Michael Tesler, Founding Partner, Retail Concepts

I just do not know where to start. They did SO many things wrong. The wrong locations. The wrong product mix. The wrong pricing. The wrong promotion style (remember those coupons?). The wrong attitude toward "people." Now I am going to elaborate.

The grocery business is a "people" business. They completely tried to remove that aspect from these stores. Self checkout. Few employees. A disregard for their staff's ability to actually think to the point that they put freshness dates on single apples, oranges, or potatoes? Seriously, let your employees determine when a piece of produce is rotting.

Then there is that "customer" aspect. They seemed to forget about customers in many ways when they first opened. No cash back with debit cards. No acceptance of American Express. No acceptance of EBT. No acceptance of coupons... I know they fixed all this... but first impressions....

I have seen good, but then not so good, but nonetheless solid, changes to the stores in the past year.
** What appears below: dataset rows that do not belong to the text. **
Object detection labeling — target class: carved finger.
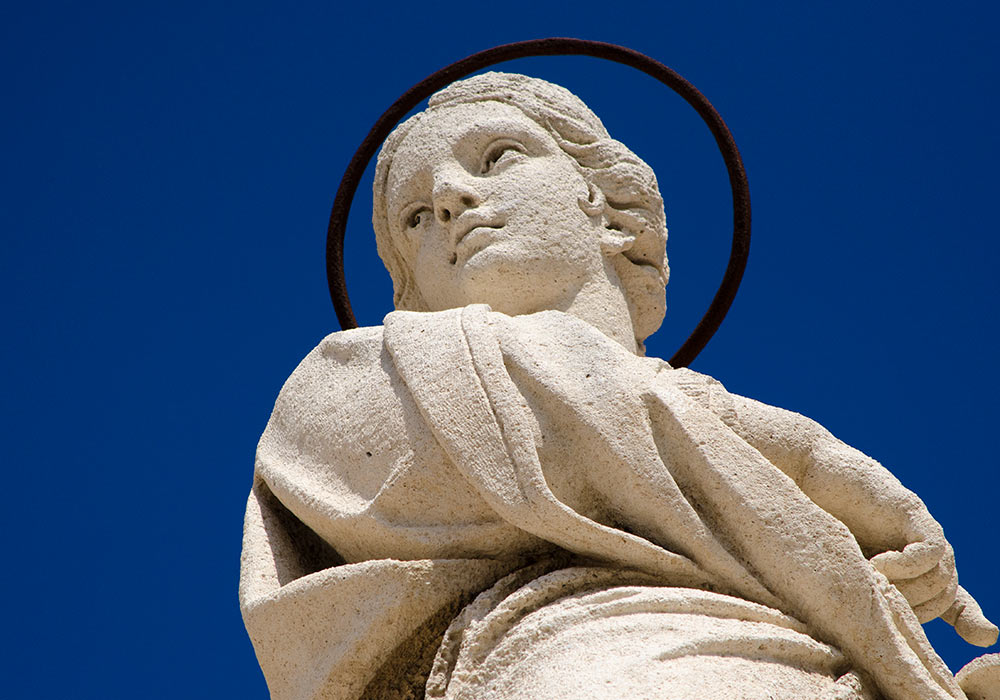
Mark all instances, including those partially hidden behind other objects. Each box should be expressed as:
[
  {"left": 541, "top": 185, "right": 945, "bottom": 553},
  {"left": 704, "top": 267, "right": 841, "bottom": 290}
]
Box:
[
  {"left": 942, "top": 586, "right": 1000, "bottom": 648},
  {"left": 912, "top": 573, "right": 960, "bottom": 623},
  {"left": 892, "top": 560, "right": 956, "bottom": 608},
  {"left": 870, "top": 541, "right": 944, "bottom": 580}
]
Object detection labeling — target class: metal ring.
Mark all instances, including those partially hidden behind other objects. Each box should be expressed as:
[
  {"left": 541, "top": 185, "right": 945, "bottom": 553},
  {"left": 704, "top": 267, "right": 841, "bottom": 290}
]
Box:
[{"left": 326, "top": 37, "right": 750, "bottom": 368}]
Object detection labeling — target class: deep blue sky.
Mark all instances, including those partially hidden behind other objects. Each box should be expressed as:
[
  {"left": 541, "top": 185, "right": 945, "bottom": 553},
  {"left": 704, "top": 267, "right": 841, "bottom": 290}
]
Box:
[{"left": 2, "top": 2, "right": 997, "bottom": 697}]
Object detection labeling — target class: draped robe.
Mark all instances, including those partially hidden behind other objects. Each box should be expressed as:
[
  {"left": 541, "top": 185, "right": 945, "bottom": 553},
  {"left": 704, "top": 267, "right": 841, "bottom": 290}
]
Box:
[{"left": 240, "top": 305, "right": 962, "bottom": 700}]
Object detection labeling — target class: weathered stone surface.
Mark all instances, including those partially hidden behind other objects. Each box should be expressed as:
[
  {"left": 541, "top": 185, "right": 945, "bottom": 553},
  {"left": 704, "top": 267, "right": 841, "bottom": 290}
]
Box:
[
  {"left": 241, "top": 72, "right": 996, "bottom": 699},
  {"left": 959, "top": 654, "right": 1000, "bottom": 700}
]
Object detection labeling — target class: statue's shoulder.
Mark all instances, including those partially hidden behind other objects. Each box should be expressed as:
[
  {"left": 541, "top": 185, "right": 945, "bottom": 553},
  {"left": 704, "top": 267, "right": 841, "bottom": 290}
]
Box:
[
  {"left": 312, "top": 324, "right": 385, "bottom": 367},
  {"left": 280, "top": 324, "right": 386, "bottom": 397},
  {"left": 267, "top": 324, "right": 394, "bottom": 437}
]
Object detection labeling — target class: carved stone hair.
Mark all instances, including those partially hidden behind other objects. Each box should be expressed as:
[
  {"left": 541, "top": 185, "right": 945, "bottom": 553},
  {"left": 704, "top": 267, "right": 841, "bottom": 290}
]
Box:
[{"left": 372, "top": 72, "right": 669, "bottom": 345}]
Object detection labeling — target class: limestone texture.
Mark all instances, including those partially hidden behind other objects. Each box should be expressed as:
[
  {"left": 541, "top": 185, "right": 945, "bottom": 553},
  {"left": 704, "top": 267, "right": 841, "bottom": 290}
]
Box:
[
  {"left": 959, "top": 654, "right": 1000, "bottom": 700},
  {"left": 241, "top": 72, "right": 997, "bottom": 699}
]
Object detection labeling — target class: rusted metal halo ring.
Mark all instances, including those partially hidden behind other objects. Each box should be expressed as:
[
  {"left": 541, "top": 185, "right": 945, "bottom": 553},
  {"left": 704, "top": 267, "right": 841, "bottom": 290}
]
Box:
[{"left": 326, "top": 37, "right": 750, "bottom": 368}]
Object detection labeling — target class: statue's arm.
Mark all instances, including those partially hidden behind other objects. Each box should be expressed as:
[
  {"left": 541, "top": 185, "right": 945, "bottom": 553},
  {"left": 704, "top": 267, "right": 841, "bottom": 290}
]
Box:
[
  {"left": 724, "top": 395, "right": 920, "bottom": 557},
  {"left": 727, "top": 393, "right": 996, "bottom": 645}
]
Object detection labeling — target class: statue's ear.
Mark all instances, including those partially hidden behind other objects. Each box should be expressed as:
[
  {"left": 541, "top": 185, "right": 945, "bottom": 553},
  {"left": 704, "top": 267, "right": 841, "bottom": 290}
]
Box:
[
  {"left": 579, "top": 180, "right": 635, "bottom": 256},
  {"left": 578, "top": 179, "right": 606, "bottom": 217},
  {"left": 599, "top": 226, "right": 635, "bottom": 256}
]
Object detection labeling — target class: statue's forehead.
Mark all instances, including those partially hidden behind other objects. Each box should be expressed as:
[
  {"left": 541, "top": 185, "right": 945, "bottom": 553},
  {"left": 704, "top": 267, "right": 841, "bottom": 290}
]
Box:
[{"left": 386, "top": 101, "right": 548, "bottom": 191}]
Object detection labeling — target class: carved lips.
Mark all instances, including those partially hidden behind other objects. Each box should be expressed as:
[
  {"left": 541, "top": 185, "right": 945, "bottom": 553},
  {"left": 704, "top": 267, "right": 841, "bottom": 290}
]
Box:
[{"left": 453, "top": 214, "right": 505, "bottom": 259}]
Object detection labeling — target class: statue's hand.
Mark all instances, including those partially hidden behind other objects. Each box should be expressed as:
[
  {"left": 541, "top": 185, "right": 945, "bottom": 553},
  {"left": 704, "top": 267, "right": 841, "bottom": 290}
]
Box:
[
  {"left": 869, "top": 510, "right": 956, "bottom": 623},
  {"left": 943, "top": 587, "right": 1000, "bottom": 647},
  {"left": 869, "top": 503, "right": 998, "bottom": 647}
]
The mix in the stores has expanded and improved vastly. The prices have increased substantially. I think they are trying to get a few more "days" out of the products as I find the product freshness has declined. The appearance of the stores has improved significantly.

I think had they moved more slowly, learned from their mistakes, and learned where their niche was (they needed to target areas with more younger people; young people LOVE these stores), and marked appropriately, they could have built a small, profitable presence in a slower manner. But they rushed, tried to be all things to all people, did so in an arrogant manner, and failed.

I am sorry to see them go. I liked some of the recent changes... and the more of their items I tried, the more I wanted to go back and try. The quality of their exclusive goods was all in all very good.